The molecular docking of compound r into the three-dimensional β-tubulin complex structure (PDB ID: 1JFF; downloaded from Protein Date Bank, http://www.rcsb.org/pdb/home/home.do) was performed using CDOCK. The docking study was performed to position compound r into the paclitaxel-binding site to determine the probable binding conformation. The depicted CDOCKER INTERATION ENERGY was used as the evaluation criteria.

Conclusion

A series of novel resveratrol derivatives were designed, synthesized and biological activities were evaluated. The results showed that most of the compounds displayed good anti-proliferative activity against HepG2 cells, A549 cells and HeLa cells. Among the series of novel resveratrol derivatives, compound r showed the most potent anti-proliferative activity in HepG2 cells, A549 cells and HeLa cells with IC50 values of 7.49, 3.77 and 4.79 µM, respectively. Most of the tested compounds displayed almost no cytotoxicity in vitro against Vero cells compared with the positive control paclitaxel. Compound r induced apoptosis by microtubule polymerization obstruction resulting in arrest of the cell cycle at the S phase.
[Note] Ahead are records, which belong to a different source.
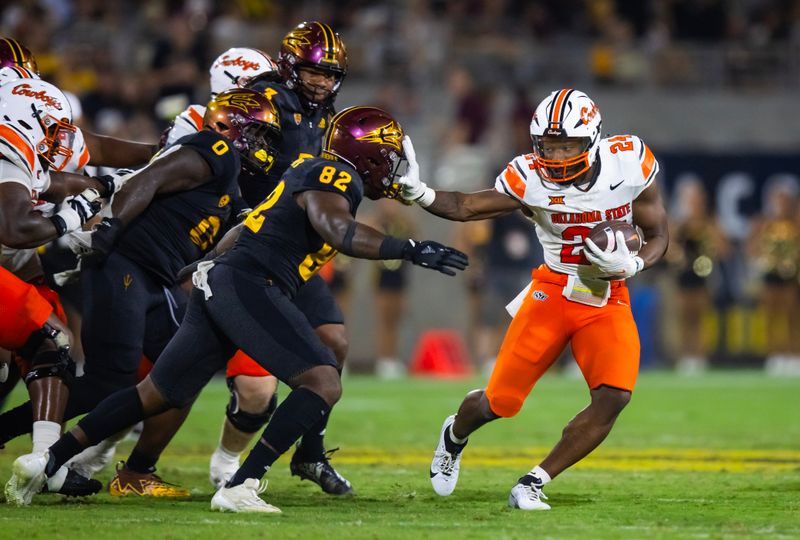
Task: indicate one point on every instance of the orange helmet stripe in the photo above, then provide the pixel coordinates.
(15, 140)
(84, 159)
(559, 104)
(648, 162)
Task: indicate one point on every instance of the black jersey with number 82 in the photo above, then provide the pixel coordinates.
(278, 241)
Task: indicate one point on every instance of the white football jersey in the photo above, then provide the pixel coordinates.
(188, 122)
(564, 215)
(15, 167)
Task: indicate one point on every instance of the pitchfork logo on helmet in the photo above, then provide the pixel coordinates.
(250, 121)
(14, 53)
(236, 66)
(566, 114)
(42, 114)
(312, 45)
(369, 139)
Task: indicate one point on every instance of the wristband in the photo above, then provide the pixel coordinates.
(59, 224)
(639, 262)
(393, 248)
(427, 197)
(70, 220)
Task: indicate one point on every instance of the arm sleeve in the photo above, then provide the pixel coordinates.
(12, 173)
(512, 181)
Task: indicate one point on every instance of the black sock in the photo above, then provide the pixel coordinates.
(300, 411)
(115, 413)
(62, 450)
(15, 422)
(141, 463)
(312, 447)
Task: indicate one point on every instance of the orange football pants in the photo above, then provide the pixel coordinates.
(24, 308)
(241, 364)
(605, 342)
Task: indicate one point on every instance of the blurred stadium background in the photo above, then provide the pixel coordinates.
(710, 85)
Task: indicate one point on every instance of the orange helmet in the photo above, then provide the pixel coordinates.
(250, 121)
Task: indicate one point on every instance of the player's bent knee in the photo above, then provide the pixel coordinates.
(334, 336)
(249, 422)
(504, 406)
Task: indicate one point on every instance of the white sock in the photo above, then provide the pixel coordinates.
(454, 438)
(227, 454)
(45, 434)
(540, 474)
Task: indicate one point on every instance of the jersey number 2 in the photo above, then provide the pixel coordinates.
(573, 253)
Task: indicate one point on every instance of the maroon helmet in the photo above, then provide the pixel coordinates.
(250, 121)
(312, 45)
(370, 140)
(15, 54)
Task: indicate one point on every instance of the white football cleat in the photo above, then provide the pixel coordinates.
(527, 497)
(27, 478)
(95, 458)
(222, 468)
(445, 465)
(243, 498)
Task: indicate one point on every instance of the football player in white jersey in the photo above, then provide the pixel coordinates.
(37, 137)
(571, 181)
(231, 69)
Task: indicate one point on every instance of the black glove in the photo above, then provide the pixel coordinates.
(104, 236)
(435, 256)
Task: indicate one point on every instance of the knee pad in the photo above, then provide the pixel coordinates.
(504, 406)
(49, 363)
(244, 421)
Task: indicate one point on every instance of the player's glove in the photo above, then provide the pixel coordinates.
(436, 256)
(413, 189)
(76, 210)
(100, 242)
(113, 182)
(616, 263)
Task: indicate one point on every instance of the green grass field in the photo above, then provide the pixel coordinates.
(710, 457)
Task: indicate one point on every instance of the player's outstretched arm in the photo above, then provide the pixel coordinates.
(452, 205)
(330, 216)
(64, 184)
(23, 227)
(112, 152)
(176, 171)
(651, 216)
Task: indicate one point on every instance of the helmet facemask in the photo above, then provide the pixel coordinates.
(561, 170)
(59, 135)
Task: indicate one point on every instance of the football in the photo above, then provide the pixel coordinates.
(603, 235)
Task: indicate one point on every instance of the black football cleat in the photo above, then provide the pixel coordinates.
(321, 473)
(76, 485)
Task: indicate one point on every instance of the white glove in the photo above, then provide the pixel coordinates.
(76, 210)
(414, 190)
(618, 262)
(79, 242)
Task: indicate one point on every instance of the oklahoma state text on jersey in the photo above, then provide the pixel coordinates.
(564, 214)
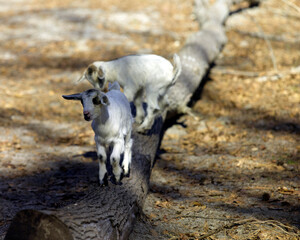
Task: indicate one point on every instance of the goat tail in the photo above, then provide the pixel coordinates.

The docking study showed that compound r could be nicely bound to the paclitaxel-binding pocket of tubulin. These findings highlighted the potential of compound r as new anti-cancer agents targeting tubulin through arresting the cell cycle at the S phase, inducing apoptotic cell death and blocking tubulin polymerization.

A series of 22 novel resveratrol derivatives were designed, synthesized and biological activities were evaluated. Most of the compounds displayed good anti-proliferative activity against HepG2, A549 and HeLa cells. Among the novel resveratrol derivatives, compound r showed the most potent anti-proliferative activity in HepG2, A549 and HeLa cells with IC50 values of 7.49, 3.77 and 4.79 µM, respectively. Most of the tested compounds displayed almost no cytotoxicity in vitro against Vero cells and LO2 cells compared with the positive control paclitaxel. Compound r induced apoptosis by disruption of microtubule polymerization, resulting in cell cycle arrest at S phase. The docking study showed that compound r bound to the paclitaxel-binding pocket of tubulin. These findings highlight the potential of compound r as a new anti-cancer agent targeting tubulin through blocking tubulin polymerization, arresting the cell cycle at S phase and inducing apoptotic cell death.